Discography (extract)
- Handel, Arcadian Duets with Natalie Dessay, Laura Claycomb, Véronique Gens et al. (2002, Virgin Classics)
- Purcell, Dido and Aenas with Susan Graham, Ian Bostridge et al. (2003, Virgin Classics)
- Monteverdi, L'Orfeo with Ian Bostridge, Natalie Dessay, Véronique Gens et al. (2004, Virgin Classics)
- Handel, Delirio with Natalie Dessay (2005, Virgin Classics)
- Monteverdi, Il Combatimento Di Tancredi I Clorinda with Rolando Villazón et al. (2006, Virgin Classics)
- Handel, Il Trionfo del tempo e del disinganno with Natalie Dessay, Ann Hallenberg et al. (2007, Virgin Classics)
- Lamenti with Rolando Villazón, Natalie Dessay, Véronique Gens, Joyce DiDonato et al. (2008, Virgin Classics)
- Bach, Cantatas with Natalie Dessay (2008, Virgin Classics)
- Handel, Cleopatra with Natalie Dessay (2011, Virgin Classics)
- Une fête baroque with Natalie Dessay, Ann Hallenberg, Philippe Jaroussky, Rolando Villazón et al. (2012, Virgin Classics)
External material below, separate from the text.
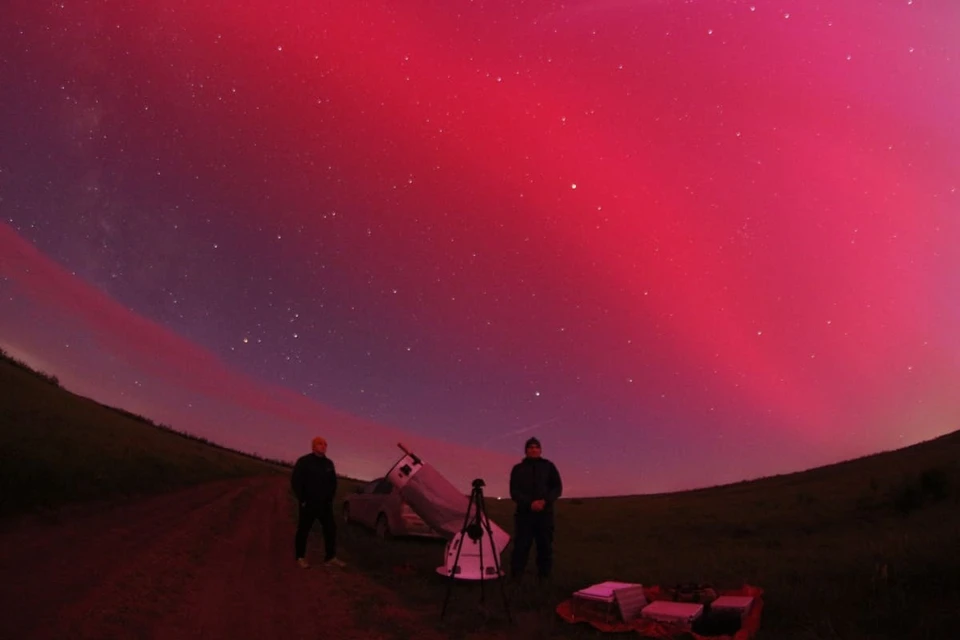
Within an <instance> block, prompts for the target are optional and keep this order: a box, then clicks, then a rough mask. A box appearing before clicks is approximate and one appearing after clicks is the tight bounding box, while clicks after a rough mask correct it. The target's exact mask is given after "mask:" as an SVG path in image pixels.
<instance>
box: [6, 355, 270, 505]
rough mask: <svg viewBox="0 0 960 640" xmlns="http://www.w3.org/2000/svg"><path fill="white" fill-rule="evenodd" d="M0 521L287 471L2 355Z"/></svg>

- Mozart, Mitridate, re di Ponto, Michael Spyres, Patricia Petibon, Myrtò Papatanasiu, Christophe Dumaux, Sabine Devieilhe, Cyrille Dubois, Jaël Azzaretti; Clément Hervieu-Léger (staging); Le Concert d'Astrée / Emmanuelle Haïm (dir.) (2017 Erato DVD)

==Awards and recognition==
Emmanuelle Haïm became a Chevalier of the Legion of Honour in 2009, and is a Chevalier of the Ordre des Arts et des Lettres. In 2007, she was granted honorary membership of the Royal Academy of Music, London. In 2017, she was appointed Officier of the Ordre national du Mérite. She received the insignia on 19 June 2018.

===Memberships===
Haïm is foreign member of the Royal Swedish Academy of Music.